As an emergency manager at a Houston hospital the aforementioned scenarios are not only entirely possible, they are quantifiably probable. For a frontline hospital worker initially confronted with a mass casualty or Ebola scenario, it is natural for fear, nerves, and panic to manifest. What you do not want is inertia. Now is the time for action, not indecisiveness and inaction. The clock is ticking. You have a plan. Execute it. Lives are at stake.
The Joint Commission’s Emergency Management Standards requires that all hospitals, no matter how large or small, have an Emergency Operations Plan (EOP) that describes how it will respond to and recover from all hazards – including an expected explosion at a chemical plant or a suspected Ebola case walking through the door.
Those plans should include six critical elements:
• Resources and assets
• Safety and security
• Staff responsibilities
• Utilities and clinical
• Support activities
The reasoning behind the “all hazards” approach is it allows hospitals the ability to tailor Emergency Management Plans (EMP) and respond to a range of emergencies varying in scale, duration, and cause. A well thought out EOP provides the structure and processes that an organization utilizes to respond to and initially recover from an event and addresses key elements as:
• Response procedures
• Capabilities and procedures when the hospital cannot be supported by the community
• Recovery strategies
• Initiating and terminating response and recovery phases
• Activating authority
• Identifying alternate sites for care, treatment and services
A successful and comprehensive EOP should instill not only preparedness, but confidence that the hospital and staff will be ready to execute the plan. Disaster exercises offer an opportunity to bring leadership, staff, and physicians together to work as a team in addressing all aspects of the emergency and the appropriate response.
Founder of the Boy Scouts, Robert Baden- Powell once said:
“Be Prepared... the meaning of the motto is that a scout must prepare himself by previous thinking out and practicing how to act on any accident or emergency so that he is never taken by surprise.”
In other words, practice builds preparedness and confidence.

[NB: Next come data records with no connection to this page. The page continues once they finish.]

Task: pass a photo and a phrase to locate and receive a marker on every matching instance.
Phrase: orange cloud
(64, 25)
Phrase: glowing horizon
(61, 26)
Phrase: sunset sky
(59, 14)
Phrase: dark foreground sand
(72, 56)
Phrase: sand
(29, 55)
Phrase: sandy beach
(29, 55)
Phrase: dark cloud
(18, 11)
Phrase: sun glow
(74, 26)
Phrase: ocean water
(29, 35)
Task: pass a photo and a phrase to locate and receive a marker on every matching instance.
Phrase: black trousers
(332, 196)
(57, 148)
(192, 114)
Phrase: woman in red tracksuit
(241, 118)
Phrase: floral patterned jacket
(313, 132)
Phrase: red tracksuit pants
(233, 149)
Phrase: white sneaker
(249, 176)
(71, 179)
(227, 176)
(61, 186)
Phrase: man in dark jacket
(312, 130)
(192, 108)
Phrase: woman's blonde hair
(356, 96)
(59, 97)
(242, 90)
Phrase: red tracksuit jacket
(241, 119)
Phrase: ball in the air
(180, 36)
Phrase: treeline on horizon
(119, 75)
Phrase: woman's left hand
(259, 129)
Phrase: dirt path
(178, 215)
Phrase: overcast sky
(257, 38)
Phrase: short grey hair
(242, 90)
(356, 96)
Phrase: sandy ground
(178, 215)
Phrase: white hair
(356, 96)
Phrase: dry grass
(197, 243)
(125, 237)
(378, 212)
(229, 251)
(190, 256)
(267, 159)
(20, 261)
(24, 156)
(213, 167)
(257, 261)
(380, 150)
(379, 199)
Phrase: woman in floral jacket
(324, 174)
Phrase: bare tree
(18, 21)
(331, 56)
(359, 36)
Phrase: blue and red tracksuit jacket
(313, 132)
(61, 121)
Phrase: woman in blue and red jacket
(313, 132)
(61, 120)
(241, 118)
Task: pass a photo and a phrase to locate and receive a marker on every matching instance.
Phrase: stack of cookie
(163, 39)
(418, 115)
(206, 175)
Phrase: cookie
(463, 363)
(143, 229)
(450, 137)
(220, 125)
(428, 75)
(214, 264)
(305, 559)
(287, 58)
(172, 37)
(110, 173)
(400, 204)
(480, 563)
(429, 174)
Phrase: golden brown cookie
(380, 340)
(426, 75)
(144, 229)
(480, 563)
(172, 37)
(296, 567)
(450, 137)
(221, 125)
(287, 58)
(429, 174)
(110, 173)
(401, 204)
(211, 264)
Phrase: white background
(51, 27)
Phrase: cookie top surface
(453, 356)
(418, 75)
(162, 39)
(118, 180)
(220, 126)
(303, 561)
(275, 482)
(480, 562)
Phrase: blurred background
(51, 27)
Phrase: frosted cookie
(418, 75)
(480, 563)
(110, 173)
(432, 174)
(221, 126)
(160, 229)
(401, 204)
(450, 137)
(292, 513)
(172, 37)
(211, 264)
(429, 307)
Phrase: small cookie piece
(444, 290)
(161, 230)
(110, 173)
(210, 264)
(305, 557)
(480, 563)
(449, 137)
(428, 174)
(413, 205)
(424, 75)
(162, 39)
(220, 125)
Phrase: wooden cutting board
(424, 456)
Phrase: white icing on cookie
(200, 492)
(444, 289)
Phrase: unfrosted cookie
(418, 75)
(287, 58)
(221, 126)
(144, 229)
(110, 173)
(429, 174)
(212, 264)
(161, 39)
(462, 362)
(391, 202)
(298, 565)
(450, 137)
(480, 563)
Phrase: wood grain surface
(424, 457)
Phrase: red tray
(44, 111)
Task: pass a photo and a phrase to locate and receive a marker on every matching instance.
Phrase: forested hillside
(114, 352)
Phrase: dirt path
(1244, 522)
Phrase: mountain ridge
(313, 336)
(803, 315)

That is why it is important that hospitals conduct exercises of their EOP with the goal of evaluating processes and to identify opportunities to improve and educate. Exercises – practice – must be taken seriously, and if possible, conducted like the hospital staff is dealing with the real thing. Not taking the emergency planning exercises seriously only breeds fear, panic, and inertia in a real event.

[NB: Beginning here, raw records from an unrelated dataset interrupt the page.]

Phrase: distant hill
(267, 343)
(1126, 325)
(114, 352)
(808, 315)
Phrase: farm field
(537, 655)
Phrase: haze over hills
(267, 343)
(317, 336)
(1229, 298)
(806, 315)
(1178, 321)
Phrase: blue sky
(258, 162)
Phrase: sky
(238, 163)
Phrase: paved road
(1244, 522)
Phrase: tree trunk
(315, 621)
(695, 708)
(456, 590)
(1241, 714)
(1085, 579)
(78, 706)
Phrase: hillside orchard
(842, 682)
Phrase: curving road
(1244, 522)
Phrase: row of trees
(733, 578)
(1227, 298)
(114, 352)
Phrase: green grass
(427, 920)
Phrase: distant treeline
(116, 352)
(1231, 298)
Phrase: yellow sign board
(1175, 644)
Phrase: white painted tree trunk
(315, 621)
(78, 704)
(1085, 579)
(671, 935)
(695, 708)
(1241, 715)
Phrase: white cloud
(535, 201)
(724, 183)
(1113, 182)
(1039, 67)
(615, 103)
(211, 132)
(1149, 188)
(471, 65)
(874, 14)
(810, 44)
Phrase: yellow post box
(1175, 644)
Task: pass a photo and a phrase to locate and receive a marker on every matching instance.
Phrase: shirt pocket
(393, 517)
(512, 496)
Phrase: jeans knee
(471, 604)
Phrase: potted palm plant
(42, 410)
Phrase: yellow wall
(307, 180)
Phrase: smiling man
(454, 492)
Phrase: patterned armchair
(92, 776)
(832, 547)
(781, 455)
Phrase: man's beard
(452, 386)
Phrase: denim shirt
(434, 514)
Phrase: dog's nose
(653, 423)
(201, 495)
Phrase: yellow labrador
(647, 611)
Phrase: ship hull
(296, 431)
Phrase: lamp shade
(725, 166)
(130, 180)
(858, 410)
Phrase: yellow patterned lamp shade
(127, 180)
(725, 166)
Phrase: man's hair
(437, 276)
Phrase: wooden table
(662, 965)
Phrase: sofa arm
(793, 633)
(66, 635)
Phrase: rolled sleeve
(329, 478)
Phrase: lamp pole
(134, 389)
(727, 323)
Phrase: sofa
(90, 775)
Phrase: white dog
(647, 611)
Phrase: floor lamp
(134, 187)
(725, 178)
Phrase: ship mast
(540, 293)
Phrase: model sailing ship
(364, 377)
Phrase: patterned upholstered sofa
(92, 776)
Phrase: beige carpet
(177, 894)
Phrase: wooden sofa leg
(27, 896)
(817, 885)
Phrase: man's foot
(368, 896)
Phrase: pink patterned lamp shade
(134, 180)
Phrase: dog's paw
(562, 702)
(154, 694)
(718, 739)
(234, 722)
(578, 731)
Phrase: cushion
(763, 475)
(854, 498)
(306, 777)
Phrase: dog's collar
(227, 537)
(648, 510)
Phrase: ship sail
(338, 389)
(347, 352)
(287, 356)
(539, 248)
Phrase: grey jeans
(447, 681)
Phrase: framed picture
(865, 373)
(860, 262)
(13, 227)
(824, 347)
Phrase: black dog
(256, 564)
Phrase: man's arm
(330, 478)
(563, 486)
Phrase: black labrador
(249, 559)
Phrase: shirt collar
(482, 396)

Exercises should be built on the crawl-walk-run mentality, meaning start small, engage multiple teams and build and improve the process based upon lessons learned. Fullscale exercises should stress the players. Give the staff an opportunity to think critically and build confidence with the process and procedures.
All too often, when a new threat such Ebola emerges, hospitals will try to reinvent the wheel instead of applying an all-hazards approach to planning and training. You have a plan already in place. Execute it, do not reinvent.
When Ebola dominated the news cycles in the United States last year, Memorial Hermann recognized that although this was a new threat, many of the current safety, infection control and emergency preparedness plans were already in place, but procedures would need to be tailored to the specifics of the infection.
We coordinated with local, state and federal agencies like the U.S. Centers for Disease Control and Prevention (CDC) and utilized a multi-disciplinary process to addressing the situation. Along with subject matter experts from our Infection Prevention, and Employee Safety, staff were identified and trained on updated personal protective equipment (PPE).
Incident Management Teams reviewed and rehearsed algorithms for identifying and isolating suspected “highly-infectious patients” and external partners – local, state and federal – were brought into the exercise process. The emergency room staff at each hospital also would set-up the isolation area and practice putting on the appropriate and tested personal protective equipment to ensure it was being donned properly.
This building block approach culminated in Operation Clean Room, a series of full-scale exercises that evaluated each Memorial Hermann hospital’s ability to successfully activate the infectious disease response plan while minimizing risk and providing safe patient care.
Just remember, the ultimate goal of every plan, training and exercise is to create a safe environment and provide the best care for our patients. While practice does make for a better and more confident execution of your Emergency Operations Plan, it also will save lives.